Monitoring balance cairan, tekanan darah, ureum, kreatinin, Hb, dan
Gula darah juga perlu dilakukan untuk mecegah progresivitas penyakit untuk
berkembang lebih cepat.
3.8 Komplikasi
a. Hiperkalemia dapat terjadi akibat penurunan ekskresi, asidosis metabolik,
katabolisme dan masukan diit berlebih.
b. Perkarditis akibat terjadinya infeksi akibat efusi pleura dan tamponade jantung
akibat produk sampah uremik dan dialisis yang tidak adekuat.
c. Hipertensi akibat retensi cairan dan natrium serta malfungsi sistem renin-
angiotensin-aldosteron.
d. Anemia akibat penurunan eritropoetin, penurunan rentang usia sel darah merah.

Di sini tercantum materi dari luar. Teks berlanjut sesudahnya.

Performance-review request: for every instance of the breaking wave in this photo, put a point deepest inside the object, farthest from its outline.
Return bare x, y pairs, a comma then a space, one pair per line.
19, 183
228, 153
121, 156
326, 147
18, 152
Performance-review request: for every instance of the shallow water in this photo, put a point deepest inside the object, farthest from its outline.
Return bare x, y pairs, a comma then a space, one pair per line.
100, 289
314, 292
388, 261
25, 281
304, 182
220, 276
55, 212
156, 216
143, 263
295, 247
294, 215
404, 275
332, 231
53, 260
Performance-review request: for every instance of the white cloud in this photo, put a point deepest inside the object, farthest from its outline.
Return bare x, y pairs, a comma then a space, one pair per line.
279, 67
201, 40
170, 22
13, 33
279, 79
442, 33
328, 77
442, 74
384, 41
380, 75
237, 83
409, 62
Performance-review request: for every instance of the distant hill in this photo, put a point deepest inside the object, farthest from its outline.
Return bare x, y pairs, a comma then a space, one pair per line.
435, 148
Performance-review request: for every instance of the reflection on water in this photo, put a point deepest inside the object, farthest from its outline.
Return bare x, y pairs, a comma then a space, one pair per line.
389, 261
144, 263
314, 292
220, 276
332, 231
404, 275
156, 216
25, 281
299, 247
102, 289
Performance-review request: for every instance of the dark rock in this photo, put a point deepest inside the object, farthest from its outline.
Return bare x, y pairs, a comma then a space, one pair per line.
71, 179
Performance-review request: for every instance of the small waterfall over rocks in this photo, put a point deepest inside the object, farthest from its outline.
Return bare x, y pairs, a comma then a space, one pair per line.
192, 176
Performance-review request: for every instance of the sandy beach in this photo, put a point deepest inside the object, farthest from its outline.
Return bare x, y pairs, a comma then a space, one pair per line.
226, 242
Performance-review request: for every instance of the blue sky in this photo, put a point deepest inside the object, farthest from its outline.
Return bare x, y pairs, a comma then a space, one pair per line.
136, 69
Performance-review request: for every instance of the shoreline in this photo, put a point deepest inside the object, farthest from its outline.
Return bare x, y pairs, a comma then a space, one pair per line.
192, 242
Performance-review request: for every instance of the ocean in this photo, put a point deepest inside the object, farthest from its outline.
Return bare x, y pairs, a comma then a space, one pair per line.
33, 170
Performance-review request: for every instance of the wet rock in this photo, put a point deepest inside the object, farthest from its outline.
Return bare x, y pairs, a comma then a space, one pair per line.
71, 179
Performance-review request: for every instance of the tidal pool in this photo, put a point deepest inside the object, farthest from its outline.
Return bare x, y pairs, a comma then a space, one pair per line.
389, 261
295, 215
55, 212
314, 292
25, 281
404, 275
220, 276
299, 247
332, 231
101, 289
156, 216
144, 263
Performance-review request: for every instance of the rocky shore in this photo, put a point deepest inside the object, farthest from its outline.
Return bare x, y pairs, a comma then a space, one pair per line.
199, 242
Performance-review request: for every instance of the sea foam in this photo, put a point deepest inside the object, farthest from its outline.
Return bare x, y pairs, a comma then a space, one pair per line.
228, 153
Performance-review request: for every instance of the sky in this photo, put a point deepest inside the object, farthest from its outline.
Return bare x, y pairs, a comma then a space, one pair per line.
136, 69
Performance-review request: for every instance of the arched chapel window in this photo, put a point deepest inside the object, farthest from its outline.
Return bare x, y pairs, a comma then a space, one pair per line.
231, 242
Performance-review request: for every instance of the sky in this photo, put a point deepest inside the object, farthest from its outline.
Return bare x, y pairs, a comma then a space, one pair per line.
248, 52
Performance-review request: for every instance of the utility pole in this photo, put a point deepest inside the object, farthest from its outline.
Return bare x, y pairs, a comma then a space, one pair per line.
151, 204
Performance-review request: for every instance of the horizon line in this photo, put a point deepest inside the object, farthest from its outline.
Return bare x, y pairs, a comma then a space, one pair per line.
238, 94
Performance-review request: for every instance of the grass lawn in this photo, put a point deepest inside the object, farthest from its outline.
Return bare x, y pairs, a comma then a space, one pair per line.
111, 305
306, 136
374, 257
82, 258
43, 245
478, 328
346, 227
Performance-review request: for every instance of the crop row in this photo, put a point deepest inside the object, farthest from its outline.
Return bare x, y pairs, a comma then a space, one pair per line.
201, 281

e. Gagal jantung terjadi karena anemia yang mengakibatkan jantung harus bekerja
lebih keras, sehingga terjadi pelebaran bilik jantung kiri (LVH). Lama-kelamaan
otot jantung akan melemah dan tidak mampu lagi memompa darah sebagaimana
mestinya (sindrom kardiorenal).
f. Osteodistofi ginjal dan penyakit tulang serta kalsifikasi akibat retensi fosfat, kadar
kalsium serum rendah, metabolisme vitamin D dan peningkatan kadar aluminium.